To Become 21st Century City, Los Angeles Plan Aims To Curb Car Culture

"The car capital of America is officially changing its tune."

Deirdre Fulton

Marking a major departure for a city known for its over-reliance on cars, the Los Angeles City Council on Tuesday evening approved a 20-year transportation plan that aims to encourage walking, biking, and public transit over automobiles.

"The car capital of America is officially changing its tune," wrote LA Weekly.

The 'Mobility Plan 2035,' described in the LA Times as "a sweeping policy shift," calls for hundreds of miles of new bicycle lanes, bus-only lanes, and other road redesigns throughout the city. It targets about 10 percent of the city's major streets for lane reductions.

ABC 7-Los Angeles reports that about 47 percent of trips taken in the city are less than 3 miles, and of those trips, 84 percent are taken by car. The city's Environmental Impact Report suggested the plan, which passed the council 12-2, would reduce the amount of car travel by 1.7 million miles a day.

According to the LA Times, the plan (pdf) "also seeks to cut the fatality rate from traffic collisions to zero within 20 years, in part by keeping cars within the speed limits."

Responses to the plan have been mixed.

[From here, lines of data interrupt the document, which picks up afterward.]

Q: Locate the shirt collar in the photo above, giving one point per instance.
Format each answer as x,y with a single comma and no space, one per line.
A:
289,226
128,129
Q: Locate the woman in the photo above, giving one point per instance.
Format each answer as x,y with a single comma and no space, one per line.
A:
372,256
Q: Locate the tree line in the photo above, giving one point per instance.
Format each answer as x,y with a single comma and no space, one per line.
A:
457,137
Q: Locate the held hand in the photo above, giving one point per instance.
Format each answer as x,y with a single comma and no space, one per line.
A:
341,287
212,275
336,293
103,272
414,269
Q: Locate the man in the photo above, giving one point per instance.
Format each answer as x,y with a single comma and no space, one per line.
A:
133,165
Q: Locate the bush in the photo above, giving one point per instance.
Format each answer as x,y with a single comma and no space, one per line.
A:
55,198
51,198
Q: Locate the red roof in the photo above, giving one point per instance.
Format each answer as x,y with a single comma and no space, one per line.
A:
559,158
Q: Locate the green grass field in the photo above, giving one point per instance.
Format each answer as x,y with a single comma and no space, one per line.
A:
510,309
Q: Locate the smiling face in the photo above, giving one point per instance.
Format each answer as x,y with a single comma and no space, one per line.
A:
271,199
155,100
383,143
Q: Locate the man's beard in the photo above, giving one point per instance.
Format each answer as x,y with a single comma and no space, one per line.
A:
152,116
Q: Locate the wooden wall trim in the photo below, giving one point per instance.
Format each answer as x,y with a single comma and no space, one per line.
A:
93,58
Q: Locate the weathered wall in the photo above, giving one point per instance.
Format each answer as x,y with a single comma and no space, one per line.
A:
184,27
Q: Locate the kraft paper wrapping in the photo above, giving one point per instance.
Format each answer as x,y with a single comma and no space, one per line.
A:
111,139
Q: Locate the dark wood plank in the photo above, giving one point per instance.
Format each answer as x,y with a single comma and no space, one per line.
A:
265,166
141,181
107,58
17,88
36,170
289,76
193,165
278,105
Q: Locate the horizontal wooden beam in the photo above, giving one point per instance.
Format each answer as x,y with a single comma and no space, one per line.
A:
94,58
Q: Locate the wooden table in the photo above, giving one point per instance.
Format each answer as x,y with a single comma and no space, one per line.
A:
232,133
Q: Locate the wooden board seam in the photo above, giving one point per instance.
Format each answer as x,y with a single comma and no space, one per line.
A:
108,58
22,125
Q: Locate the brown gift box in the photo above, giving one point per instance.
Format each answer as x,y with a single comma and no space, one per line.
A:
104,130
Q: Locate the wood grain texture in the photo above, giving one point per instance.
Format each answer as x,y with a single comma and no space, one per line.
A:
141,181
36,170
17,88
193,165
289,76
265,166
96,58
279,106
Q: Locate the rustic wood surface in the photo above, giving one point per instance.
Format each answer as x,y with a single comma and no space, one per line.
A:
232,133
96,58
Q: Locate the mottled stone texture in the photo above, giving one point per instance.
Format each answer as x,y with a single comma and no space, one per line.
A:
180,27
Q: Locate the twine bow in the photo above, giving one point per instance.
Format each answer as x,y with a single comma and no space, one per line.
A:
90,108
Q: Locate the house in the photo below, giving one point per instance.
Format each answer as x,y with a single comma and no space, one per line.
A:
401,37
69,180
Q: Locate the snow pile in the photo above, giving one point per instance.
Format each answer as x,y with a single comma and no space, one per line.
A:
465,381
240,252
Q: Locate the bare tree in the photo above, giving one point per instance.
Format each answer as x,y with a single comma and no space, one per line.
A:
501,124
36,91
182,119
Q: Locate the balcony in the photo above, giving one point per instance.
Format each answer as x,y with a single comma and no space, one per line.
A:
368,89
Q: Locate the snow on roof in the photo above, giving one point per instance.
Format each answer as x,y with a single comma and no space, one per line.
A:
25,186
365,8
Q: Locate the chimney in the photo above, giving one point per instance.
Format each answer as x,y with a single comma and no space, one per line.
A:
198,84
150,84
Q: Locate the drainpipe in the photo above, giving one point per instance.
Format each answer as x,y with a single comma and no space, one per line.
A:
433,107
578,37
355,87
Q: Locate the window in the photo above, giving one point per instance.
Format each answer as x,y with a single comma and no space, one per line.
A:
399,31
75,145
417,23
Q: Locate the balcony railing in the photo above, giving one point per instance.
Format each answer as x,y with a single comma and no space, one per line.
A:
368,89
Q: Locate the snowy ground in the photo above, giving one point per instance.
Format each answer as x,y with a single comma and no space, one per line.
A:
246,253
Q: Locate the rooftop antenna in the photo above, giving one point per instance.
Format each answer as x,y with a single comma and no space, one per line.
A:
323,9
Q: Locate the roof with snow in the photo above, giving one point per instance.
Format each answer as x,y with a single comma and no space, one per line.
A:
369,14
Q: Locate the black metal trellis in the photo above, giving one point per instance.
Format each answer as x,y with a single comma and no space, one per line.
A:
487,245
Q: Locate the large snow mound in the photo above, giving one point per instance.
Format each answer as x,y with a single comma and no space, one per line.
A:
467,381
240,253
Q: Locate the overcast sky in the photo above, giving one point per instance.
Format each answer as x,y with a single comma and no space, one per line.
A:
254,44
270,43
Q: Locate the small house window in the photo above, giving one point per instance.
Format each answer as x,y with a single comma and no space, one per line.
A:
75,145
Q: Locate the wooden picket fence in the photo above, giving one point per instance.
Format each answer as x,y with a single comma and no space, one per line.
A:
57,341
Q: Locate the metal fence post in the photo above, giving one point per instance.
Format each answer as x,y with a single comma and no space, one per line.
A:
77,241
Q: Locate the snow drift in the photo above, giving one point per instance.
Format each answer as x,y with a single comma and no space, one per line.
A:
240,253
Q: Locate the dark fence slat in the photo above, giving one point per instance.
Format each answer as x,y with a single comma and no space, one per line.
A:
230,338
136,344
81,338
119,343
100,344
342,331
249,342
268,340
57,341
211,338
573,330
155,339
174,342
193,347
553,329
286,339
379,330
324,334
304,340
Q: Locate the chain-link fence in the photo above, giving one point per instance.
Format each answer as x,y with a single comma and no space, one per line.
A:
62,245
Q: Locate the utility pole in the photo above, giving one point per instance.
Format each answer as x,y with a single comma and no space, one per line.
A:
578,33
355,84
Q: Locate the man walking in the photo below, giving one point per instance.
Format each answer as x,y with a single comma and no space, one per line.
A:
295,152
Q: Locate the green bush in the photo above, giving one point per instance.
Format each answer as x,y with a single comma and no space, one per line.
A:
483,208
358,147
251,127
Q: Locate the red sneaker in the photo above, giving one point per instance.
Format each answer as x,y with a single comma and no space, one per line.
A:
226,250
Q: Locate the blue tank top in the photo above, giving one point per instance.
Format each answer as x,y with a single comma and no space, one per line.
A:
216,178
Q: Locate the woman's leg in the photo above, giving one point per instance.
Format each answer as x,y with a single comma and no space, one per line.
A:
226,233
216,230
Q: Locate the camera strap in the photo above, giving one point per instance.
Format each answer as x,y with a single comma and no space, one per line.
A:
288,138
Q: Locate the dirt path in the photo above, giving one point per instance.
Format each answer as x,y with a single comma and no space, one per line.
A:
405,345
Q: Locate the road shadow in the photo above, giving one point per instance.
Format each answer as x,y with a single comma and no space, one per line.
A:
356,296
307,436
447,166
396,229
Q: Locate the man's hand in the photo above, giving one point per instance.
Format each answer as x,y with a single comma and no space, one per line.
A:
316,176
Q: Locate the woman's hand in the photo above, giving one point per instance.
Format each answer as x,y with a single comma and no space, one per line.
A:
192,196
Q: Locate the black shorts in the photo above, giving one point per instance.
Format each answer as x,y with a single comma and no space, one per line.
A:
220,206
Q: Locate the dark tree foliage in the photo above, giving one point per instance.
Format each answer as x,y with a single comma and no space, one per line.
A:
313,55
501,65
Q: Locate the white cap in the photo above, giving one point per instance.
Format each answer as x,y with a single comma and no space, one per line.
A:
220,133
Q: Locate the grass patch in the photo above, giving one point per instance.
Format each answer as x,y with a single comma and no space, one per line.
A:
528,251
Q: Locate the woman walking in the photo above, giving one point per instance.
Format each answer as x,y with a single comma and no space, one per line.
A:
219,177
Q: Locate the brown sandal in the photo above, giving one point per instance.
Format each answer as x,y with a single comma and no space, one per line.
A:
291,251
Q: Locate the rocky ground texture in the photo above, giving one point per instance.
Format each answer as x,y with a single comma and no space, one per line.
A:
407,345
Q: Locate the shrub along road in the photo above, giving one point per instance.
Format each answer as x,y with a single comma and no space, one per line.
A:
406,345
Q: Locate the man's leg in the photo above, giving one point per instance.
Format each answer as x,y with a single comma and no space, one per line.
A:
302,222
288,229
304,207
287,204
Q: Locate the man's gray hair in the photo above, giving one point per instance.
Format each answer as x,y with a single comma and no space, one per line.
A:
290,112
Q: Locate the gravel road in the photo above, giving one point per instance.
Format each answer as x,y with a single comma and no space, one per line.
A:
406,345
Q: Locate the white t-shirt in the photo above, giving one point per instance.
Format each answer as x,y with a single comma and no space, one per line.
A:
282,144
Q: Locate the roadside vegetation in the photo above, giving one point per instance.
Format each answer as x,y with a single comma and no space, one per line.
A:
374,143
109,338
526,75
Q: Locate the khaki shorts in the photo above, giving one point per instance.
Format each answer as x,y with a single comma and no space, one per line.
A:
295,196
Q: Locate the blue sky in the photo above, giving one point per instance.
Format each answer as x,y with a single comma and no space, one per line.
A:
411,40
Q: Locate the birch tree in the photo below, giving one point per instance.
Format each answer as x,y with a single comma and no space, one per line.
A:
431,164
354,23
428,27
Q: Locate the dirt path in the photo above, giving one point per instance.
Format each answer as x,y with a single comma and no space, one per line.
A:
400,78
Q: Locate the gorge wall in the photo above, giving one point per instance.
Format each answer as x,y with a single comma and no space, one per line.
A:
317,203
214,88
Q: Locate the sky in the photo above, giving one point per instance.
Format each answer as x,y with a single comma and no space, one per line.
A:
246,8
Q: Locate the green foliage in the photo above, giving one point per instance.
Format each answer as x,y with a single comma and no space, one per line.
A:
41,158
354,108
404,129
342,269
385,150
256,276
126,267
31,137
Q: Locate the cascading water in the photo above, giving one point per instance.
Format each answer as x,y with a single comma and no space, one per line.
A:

In advance of the vote, the MoveLA coalition said the plan was "excellent" because it "addresses the adverse health and environmental impacts of air pollution and climate change, and the question of how we can grow the city more sustainably."

"LA has been slow to join the worldwide movement to re-orient streets away from cars and back towards people and community life by prioritizing the safety of all road users and emphasizing the public right to use what are undeniably public spaces," MoveLA's Gloria Ohland wrote on Monday. 

The plan also "prioritizes investments in areas where car ownership rates are low or the number of bike and pedestrian collisions are high so as to serve the areas of greatest need," Ohland noted.

Editorializing in favor of the plan earlier this week, the Times wrote: "It's time for L.A. to shed its traditional automobile-centric approach and evolve into a modern, multimodal city."

At Tuesday's hearing, public testimony was limited to 20 minutes, and was reportedly heavily in favor of plan approval.

But the Los Feliz Ledger reports that one group of opponents has already announced that it will sue the city over the plan, claiming it will increase traffic congestion and hinder the movement of emergency vehicles.

On the other hand, pro-transit Streetsblog LA reminded readers: "Ultimately, it is just a plan."

Noting that a 1999 plan had similar language and goals but failed to materialize, Streetsblog continued, "Communities will need to organize and press to translate the Mobility Plan's multimodal vision into improved safety and broader mobility choices in L.A. neighborhoods."